I called Rogers, who is my Internet (and Cable) provider, and I spoke to a service representative and took care of the upgrade of my package to a higher bandwidth ceiling, and that all rolled along quite simply.
I then got up the courage to ask, “Can I please talk to a customer retention agent?”. The customer rep I spoke to asked why I wanted to, and I pointed out that I had been a customer in good standing with Rogers and wanted to see if there was anything they could do to lower my bill. The Customer rep agreed that it never hurts to ask so she connected me to the Rogers Customer Retention line (it’s not called that, but I forgot what the exact title was).
I was ready with my story, which was that Bell has been bombarding me with weekly letters outlining their new fibre to the home product and how cheap it was going to be ($40/month for the first year), and what would Rogers do to keep me as a customer. I was very polite with the young lady and said I really liked the Rogers product, but I would like it even more if it was cheaper.
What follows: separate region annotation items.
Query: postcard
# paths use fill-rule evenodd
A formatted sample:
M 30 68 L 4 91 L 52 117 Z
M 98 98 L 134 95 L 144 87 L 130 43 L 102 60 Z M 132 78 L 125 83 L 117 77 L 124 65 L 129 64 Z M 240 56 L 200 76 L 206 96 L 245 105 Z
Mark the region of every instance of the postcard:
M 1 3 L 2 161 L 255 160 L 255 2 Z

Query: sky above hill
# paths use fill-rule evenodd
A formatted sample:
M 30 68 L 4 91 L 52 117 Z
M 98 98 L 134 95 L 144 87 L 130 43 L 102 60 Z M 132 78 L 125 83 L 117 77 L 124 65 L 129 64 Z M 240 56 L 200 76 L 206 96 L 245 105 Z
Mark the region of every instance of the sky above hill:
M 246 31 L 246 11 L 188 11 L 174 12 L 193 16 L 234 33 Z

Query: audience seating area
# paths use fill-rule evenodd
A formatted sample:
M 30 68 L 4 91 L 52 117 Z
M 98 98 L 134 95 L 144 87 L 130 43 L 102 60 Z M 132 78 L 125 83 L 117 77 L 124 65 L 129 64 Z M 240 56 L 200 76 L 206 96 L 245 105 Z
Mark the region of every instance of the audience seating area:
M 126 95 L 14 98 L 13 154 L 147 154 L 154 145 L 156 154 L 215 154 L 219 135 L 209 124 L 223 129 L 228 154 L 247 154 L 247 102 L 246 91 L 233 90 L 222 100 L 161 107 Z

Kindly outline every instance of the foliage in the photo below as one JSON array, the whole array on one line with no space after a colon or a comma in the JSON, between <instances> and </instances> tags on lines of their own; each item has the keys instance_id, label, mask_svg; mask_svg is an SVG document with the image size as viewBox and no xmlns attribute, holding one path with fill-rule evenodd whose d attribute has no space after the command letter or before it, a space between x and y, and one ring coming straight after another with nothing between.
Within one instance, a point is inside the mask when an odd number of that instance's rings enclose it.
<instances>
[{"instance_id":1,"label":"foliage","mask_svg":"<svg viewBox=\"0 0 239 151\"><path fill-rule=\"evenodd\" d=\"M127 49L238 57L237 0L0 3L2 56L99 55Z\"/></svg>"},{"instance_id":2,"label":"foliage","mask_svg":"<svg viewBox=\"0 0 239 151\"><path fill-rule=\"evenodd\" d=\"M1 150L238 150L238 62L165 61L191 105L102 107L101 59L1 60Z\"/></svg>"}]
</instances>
To my utter surprise the young lady said, “Sure we can lower your Internet rate by 30% for the next year if you would like?”. I was flabbergasted, because I expected a little more argument, but no, I simply asked in a polite and calm manner and was given a large discount. I had to agree to sign a “contract” for a year, and there are penalties if I cancel the service early, but given I wasn’t really planning on changing in the first place, one phone call saving me 30% a month was just fine by me.
Ask and Ye Shall Receive
The moral of the story, if you think you are paying too much, simply ask for a discount and see what happens. It seems to work for banking and now it seems to work for Internet access too.